CAMILLO.—Ah ! seigneur, je voudrais que votre caractère fût plus docile aux avis, ou plus fort pour répondre à votre nécessité.

FLORIZEL.—Écoutez, Perdita. (A Camillo.) Je vais vous entendre tout à l’heure.

CAMILLO, à part.—Il est inébranlable : il est décidé à fuir. Maintenant je serais heureux si je pouvais faire servir son évasion à mon avantage ; le sauver du danger, lui prouver mon affection et mon respect ; et parvenir ainsi à revoir ma chère Sicile, et cet infortuné roi, mon maître, que j’ai si grande soif de revoir.

FLORIZEL.—Allons, cher Camillo, je suis chargé d’affaires si importantes que j’abjure toute cérémonie.

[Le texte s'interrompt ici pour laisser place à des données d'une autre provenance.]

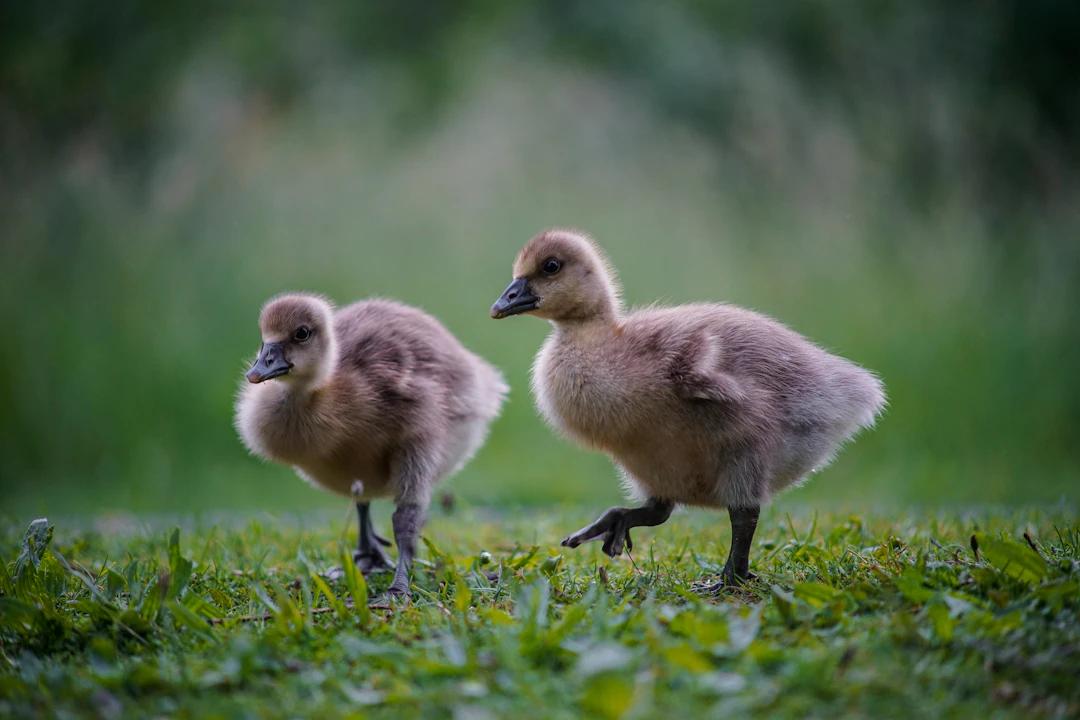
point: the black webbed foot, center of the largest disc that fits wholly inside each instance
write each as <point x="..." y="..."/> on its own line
<point x="727" y="582"/>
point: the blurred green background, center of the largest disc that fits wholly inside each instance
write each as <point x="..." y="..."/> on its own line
<point x="898" y="180"/>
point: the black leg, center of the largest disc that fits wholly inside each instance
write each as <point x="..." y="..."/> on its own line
<point x="408" y="519"/>
<point x="615" y="525"/>
<point x="737" y="569"/>
<point x="369" y="555"/>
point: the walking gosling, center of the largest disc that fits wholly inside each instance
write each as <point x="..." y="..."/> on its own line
<point x="704" y="405"/>
<point x="376" y="399"/>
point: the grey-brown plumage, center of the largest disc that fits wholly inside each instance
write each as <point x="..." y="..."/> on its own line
<point x="705" y="405"/>
<point x="376" y="399"/>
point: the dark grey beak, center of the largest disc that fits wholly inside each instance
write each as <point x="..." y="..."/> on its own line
<point x="271" y="363"/>
<point x="515" y="299"/>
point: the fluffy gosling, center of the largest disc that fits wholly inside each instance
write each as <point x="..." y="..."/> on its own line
<point x="376" y="399"/>
<point x="704" y="405"/>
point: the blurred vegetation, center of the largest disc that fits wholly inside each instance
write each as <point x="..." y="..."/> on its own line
<point x="895" y="179"/>
<point x="850" y="615"/>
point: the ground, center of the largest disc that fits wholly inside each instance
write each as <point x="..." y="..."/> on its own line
<point x="850" y="614"/>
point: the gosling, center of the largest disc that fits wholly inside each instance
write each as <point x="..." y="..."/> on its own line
<point x="704" y="405"/>
<point x="376" y="399"/>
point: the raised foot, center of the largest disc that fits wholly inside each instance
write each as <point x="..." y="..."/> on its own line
<point x="728" y="582"/>
<point x="372" y="560"/>
<point x="612" y="527"/>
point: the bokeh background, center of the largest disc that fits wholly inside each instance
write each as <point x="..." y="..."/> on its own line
<point x="895" y="179"/>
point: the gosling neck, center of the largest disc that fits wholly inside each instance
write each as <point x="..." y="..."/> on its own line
<point x="601" y="325"/>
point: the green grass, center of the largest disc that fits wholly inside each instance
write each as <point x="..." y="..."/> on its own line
<point x="872" y="615"/>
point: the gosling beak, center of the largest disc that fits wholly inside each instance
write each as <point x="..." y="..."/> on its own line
<point x="515" y="299"/>
<point x="271" y="363"/>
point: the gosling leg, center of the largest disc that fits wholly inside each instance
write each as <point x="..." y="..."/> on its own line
<point x="615" y="525"/>
<point x="369" y="555"/>
<point x="408" y="519"/>
<point x="737" y="569"/>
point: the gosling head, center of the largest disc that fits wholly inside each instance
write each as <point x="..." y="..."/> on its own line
<point x="297" y="340"/>
<point x="561" y="275"/>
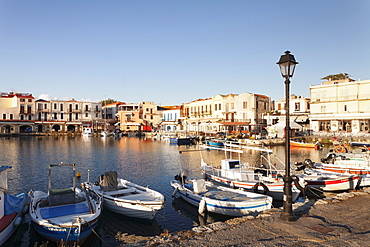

CAMILLO, se préparant à sortir.—Seigneur, je pense que vous avez entendu parler de mes faibles services, et de l’affection que j’ai toujours portée à votre père ?

FLORIZEL.—Vous avez bien mérité de lui ; c’est une musique pour mon père que de raconter vos services ; et il n’a pas négligé le soin de les récompenser suivant sa reconnaissance.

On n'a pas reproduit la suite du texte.